During the meeting on Thursday, roll call was taken, the minutes were read, a motion was made to pay the bills and then Mayor Mike Dupler brought up the concern of X-Press Underground Inc., the construction company working on the sewer project.

Dupler said he ceased work being performed by X-Press on Thursday, May 30, due to a combination of events, and handed them a letter of explanation. The company was back to work by that following Monday, June 3.

One of those events was when semi-trucks and dump trucks began to use the alleys and roadways instead of the main road, state Route 78, like they’re supposed to. This brought up conversation of turning the state route back over to the Ohio Department of Transportation to maintain.

“Murray City evidently, back I don’t know when, but accepted that we would do something with that road to maintain it,” explained Councilwoman Sharon Koon.

The Village doesn’t have the funds to maintain the state route anymore, especially with the construction in the area ruining or worsening the road conditions. Instead of repaving the entire road, X-Press was looking to patch the roadway because it’s cheaper.

Ron Cook, Village Administrator, also brought up the amount it would cost the Village to put in water connections to roughly six more homes. It would cost the Village at least $1,200 to hook residents up to running water; $807 for parts, plus $0.40 cents per foot per pipe, plus labor. Council approved the price for the installation and purchase of materials.

Regarding water, Cook also stated residents have been getting abnormally high bills and he doesn’t know who read the meters. Earlier this year, the Village had trouble with their water meter reader and he eventually quit. Council then hired Jon Griffin, who also works at the Southeastern Ohio Regional Jail. According to councilwoman Charmia Berwanger, the Regional Jail has been extremely short staffed lately.

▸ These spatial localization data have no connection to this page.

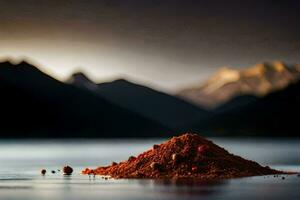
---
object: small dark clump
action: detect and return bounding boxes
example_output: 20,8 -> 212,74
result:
63,166 -> 73,175
41,169 -> 46,175
51,170 -> 56,174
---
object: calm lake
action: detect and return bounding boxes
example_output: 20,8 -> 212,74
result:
0,138 -> 299,200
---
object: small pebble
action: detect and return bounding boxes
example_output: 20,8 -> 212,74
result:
41,169 -> 46,175
63,165 -> 73,175
51,170 -> 56,174
282,177 -> 285,180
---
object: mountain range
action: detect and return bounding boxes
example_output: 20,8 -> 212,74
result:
0,61 -> 171,138
67,72 -> 209,131
177,61 -> 300,109
0,60 -> 299,137
203,80 -> 300,136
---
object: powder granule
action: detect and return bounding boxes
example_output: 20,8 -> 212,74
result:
82,133 -> 285,179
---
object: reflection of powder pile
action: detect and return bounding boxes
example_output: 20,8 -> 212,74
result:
83,133 -> 283,179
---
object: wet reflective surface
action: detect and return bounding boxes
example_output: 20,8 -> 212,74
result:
0,138 -> 299,200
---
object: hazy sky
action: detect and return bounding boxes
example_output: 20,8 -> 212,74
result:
0,0 -> 300,92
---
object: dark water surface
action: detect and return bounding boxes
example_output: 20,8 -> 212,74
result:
0,138 -> 299,200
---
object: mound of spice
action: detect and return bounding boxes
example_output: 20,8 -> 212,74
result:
82,133 -> 284,179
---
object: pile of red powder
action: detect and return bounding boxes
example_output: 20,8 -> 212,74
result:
82,133 -> 284,179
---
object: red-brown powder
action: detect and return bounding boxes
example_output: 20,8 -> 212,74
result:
82,133 -> 285,179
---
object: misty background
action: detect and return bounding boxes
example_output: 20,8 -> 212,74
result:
0,0 -> 299,92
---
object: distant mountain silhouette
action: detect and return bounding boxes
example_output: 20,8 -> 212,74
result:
68,70 -> 300,136
0,61 -> 171,138
1,60 -> 300,138
197,80 -> 300,136
68,73 -> 210,131
178,61 -> 300,109
68,72 -> 98,90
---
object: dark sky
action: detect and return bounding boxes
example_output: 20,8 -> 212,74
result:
0,0 -> 300,92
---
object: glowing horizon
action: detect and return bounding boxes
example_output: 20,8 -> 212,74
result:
1,1 -> 299,92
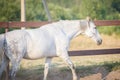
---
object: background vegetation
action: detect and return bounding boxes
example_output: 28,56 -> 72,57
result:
0,0 -> 120,35
0,1 -> 120,79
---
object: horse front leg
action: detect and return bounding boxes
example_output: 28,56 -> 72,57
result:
59,51 -> 78,80
43,57 -> 52,80
65,58 -> 77,80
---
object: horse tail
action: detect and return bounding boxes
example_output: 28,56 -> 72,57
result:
0,33 -> 9,79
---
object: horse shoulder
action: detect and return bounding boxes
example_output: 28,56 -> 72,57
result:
54,32 -> 70,55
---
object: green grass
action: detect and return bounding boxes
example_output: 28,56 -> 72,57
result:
98,26 -> 120,36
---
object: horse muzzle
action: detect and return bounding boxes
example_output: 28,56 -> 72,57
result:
97,39 -> 102,45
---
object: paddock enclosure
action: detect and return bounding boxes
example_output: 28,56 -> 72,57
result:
0,20 -> 120,80
0,20 -> 120,56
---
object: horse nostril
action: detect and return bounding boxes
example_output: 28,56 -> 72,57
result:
97,39 -> 102,45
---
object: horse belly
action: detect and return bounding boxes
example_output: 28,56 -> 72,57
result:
24,48 -> 56,60
24,40 -> 57,60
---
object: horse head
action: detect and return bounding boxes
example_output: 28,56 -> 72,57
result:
81,17 -> 102,45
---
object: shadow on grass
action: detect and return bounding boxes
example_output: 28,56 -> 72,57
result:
75,61 -> 120,79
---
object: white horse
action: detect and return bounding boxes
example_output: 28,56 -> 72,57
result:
0,18 -> 102,80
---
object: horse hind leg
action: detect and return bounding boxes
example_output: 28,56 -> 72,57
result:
9,60 -> 21,80
43,57 -> 52,80
0,55 -> 9,80
8,54 -> 22,80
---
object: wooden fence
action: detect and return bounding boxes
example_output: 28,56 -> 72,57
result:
0,20 -> 120,56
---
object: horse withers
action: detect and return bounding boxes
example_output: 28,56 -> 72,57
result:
0,18 -> 102,80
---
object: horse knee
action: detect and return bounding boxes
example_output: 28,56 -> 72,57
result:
71,64 -> 75,69
45,63 -> 49,68
69,63 -> 76,71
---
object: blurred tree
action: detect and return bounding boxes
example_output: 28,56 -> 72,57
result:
0,0 -> 120,21
0,0 -> 20,21
26,0 -> 47,21
112,0 -> 120,12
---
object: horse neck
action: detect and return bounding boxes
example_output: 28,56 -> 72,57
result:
59,20 -> 81,40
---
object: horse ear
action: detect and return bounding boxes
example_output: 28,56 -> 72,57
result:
86,16 -> 91,28
86,16 -> 91,21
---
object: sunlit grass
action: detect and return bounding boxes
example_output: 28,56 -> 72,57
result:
69,34 -> 120,50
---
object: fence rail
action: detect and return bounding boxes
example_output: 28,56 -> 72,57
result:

Therefore, since Griffin couldn’t read all of the water meters in town Berwanger, councilman Roger Berwanger, and water clerk Sabrina Bishop, all pitched in to help read and re-read the rest of the meters. This caused some confusion for Cook when it came to a resident having a bill that had doubled since last month.

Griffin’s wife, Kayla, spoke on behalf of Jon at the council meeting and stated he had been working double shifts at the jail and also is dealing with some health issues.

“Now wait, here’s what’s aggravating me. We went to the people and begged the people when Jake (Sheritt, the old water meter reader) screwed up. People paid their water bills, no shut offs or anything; we dropped the ball that time. So we assured people this isn’t going to happen again, but now we’ve got three or four different people in the water pit,” explained Cook.

This caused a small ruckus before fiscal officer Susan Baker spoke up and asked how the Village wanted to pay him since he technically didn’t work the whole time on his own.

“I need the people who are in charge of the budget, I need the Village Administrator basically, to tell me — or council, or whoever — does he get a month’s salary when he didn’t do his job?” questioned Baker.

Dupler said Griffin should be paid his regular salary but this couldn’t happen every month.

Resident Steve England discussed two possible donations to fireworks and wanted to know where he can have people donate. He mentioned two groups that wanted to donate to the cause — Murray City and Glouster Eagles.

The community cookout will be hosted July 6, beginning at 11 a.m. with food, drinks, inflatable bounce houses and more.